L’anguilla sfumata una specialità della laguna di Orbetello. Di origine spagnola, rappresentò per secoli il sostentamento base dei pescatori. La preparazione è complessa: prevede una marinatura, seguita da un’affumicatura aromatica e delicata. L’affumicatura, insieme alluso del sale ed all’essiccamento, è una delle tecniche più antiche di conservazione.
Spicca per l’originalità l’anguilla sfumata, tipica conserva ittica prodotta da sempre nella laguna di Orbetello, sulle coste della Maremma Toscana; qui l’arte di conservare il pesce risale alla dominazione spagnola del XVII secolo. I pescatori orbetellani impararono dagli spagnoli ad affumicare l’anguilla ed altri prodotti ittici, abbondanti nella laguna. Questi pesci, prima di migrare verso il Mar dei Sargassi, unico luogo di riproduzione delle razze europee ed americane, vivono nelle acque vallive per circa sei anni. Poco prima della partenza, da ottobre ad aprile, i pescatori catturano soprattutto le anguille immature, note anche come anguille torte, più saporite di quelle mature, dette anche dritte.

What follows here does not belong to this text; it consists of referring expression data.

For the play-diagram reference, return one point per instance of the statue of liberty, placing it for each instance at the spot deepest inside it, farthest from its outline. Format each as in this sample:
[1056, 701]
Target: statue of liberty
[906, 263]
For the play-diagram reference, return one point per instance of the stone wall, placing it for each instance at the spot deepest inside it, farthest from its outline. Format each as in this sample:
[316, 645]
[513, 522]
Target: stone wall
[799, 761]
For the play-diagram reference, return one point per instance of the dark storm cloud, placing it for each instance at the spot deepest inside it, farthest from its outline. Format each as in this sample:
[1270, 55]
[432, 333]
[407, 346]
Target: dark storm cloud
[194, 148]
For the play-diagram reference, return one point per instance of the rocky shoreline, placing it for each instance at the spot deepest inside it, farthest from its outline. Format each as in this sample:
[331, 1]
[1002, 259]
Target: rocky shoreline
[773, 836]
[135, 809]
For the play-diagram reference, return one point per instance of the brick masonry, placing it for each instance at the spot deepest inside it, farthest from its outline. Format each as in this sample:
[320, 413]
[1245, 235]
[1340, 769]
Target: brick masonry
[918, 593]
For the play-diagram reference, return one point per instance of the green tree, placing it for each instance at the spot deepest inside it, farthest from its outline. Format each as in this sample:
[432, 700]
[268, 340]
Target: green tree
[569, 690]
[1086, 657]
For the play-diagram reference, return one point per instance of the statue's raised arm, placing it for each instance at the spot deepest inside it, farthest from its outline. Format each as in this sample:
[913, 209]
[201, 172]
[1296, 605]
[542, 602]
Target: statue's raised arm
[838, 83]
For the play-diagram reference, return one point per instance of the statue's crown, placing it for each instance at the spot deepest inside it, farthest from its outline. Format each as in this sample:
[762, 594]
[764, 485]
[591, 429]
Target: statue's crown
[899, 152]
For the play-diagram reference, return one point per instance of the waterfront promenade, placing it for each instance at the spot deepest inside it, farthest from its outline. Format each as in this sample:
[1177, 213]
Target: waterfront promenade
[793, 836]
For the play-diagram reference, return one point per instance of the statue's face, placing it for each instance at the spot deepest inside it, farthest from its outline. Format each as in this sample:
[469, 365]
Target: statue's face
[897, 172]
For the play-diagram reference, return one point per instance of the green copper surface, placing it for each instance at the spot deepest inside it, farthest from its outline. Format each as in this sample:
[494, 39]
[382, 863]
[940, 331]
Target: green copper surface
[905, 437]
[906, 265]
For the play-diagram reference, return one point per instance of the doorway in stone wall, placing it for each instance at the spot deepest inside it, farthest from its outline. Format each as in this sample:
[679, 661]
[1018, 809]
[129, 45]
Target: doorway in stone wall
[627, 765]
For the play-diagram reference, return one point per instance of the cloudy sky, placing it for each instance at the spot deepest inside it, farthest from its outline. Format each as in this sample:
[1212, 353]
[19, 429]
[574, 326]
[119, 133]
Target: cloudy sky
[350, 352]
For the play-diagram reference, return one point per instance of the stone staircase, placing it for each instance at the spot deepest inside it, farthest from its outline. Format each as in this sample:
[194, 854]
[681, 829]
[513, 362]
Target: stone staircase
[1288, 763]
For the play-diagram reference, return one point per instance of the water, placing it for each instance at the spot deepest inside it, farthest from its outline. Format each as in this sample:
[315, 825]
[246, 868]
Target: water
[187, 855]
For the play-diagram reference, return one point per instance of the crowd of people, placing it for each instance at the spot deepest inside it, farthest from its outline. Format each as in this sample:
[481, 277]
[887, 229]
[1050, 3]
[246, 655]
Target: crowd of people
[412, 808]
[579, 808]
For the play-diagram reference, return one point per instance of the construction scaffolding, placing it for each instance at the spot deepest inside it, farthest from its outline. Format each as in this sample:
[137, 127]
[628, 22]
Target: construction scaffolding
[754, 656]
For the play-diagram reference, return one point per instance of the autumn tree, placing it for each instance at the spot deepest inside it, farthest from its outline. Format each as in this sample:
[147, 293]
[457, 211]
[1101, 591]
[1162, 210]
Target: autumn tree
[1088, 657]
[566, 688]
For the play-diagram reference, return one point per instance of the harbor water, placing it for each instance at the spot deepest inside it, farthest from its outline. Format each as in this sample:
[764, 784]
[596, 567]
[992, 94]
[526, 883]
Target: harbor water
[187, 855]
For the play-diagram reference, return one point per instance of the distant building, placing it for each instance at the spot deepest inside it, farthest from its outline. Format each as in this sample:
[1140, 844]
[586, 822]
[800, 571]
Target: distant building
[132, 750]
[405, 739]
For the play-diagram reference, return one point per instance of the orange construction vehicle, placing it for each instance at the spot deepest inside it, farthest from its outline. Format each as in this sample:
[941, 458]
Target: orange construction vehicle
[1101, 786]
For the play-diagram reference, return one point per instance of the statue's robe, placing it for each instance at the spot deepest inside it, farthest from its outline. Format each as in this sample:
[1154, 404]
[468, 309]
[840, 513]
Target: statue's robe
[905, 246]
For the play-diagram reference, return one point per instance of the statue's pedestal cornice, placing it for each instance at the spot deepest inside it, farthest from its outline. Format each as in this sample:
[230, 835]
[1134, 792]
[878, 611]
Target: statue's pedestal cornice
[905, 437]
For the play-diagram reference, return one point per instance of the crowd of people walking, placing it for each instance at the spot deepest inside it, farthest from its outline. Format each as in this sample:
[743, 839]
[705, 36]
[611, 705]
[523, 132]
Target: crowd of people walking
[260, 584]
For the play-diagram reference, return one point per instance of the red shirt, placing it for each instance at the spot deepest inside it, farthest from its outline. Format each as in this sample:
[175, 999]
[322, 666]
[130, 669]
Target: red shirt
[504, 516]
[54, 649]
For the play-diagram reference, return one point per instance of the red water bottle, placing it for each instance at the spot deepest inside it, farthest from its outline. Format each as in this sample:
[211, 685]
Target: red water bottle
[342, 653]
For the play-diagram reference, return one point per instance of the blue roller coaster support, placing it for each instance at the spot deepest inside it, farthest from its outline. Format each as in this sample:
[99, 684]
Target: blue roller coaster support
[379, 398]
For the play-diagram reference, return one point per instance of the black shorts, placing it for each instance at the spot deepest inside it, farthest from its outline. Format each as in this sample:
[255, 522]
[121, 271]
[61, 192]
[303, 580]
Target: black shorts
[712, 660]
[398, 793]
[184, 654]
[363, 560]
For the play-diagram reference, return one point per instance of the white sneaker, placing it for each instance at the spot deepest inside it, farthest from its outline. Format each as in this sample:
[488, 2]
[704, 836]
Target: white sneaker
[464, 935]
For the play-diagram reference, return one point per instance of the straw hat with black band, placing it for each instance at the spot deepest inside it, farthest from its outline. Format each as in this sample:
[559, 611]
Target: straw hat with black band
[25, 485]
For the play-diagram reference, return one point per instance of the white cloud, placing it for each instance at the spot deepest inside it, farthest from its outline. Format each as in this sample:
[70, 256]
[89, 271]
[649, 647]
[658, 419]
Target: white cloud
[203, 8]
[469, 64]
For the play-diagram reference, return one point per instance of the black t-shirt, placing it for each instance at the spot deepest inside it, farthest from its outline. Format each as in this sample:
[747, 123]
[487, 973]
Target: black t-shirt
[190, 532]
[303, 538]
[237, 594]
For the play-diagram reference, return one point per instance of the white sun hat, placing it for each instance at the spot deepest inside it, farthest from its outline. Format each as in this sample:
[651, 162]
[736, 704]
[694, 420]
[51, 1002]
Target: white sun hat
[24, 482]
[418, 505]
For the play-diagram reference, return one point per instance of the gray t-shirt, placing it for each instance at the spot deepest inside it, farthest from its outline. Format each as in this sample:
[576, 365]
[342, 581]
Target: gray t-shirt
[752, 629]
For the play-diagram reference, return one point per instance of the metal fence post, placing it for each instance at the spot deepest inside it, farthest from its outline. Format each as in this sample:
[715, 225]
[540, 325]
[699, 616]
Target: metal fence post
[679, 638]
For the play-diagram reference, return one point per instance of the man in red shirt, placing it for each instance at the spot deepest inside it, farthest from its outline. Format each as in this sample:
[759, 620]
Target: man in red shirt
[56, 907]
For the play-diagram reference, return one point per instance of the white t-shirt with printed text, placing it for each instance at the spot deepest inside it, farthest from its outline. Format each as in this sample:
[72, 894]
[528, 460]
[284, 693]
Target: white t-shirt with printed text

Dopo la cattura, i pesci vengono fatti morire coprendoli di sale, poi lavati con acqua corrente per togliere la sostanza vischiosa (ganoina) che ricopre la pelle; l’eviscerazione avviene dopo aver fissato i pesci sopra un supporto, attaccandoli per la gargia (branchie). Con un coltello appuntito si esegue un taglio partendo dalla testa; una volta pulite, si sovrappongono intervallate da uno strato di sale, poi si copre tutto con aceto di vino. Dopo circa un’ora di questa marinatura, si tolgono dall’aceto, s’infilano in appositi spiedi e si fanno asciugare al sole ed al vento per una giornata. Le anguille sono pronte quando formano un archetto ed il dorso è asciutto. Si cospargono di salsa di pepe, preparata in autunno quando ci sono i migliori peperoni rossi “corno di bue”.
La ricetta della salsa
É antica e così preparata: i peperoni vengono cotti con peperoncino rosso piccante, sale ed aceto; il tutto, passato e coperto con olio extra vergine d’oliva. Con questo intingolo, si cosparge il ventre aperto delle anguille. A questo punto, si accende il fuoco e quando c’è la brace si buttano sopra finocchio selvatico, rosmarino e alloro, al cui fumo si espongono le anguille, non troppo vicine al fuoco. Raffreddate, s’accoppiano pancia contro pancia, s’incartano nella carta vegetale o nella carta gialla, così vengono poste in commercio.
Si degusta in diversi modi: come antipasto totalmente tagliata a pezzetti, sopra a dei crostini caldi, cotte alla griglia, in saporiti primi piatti con pasta… il tutto, accompagnato con un buon bicchiere di vino rosso della zona.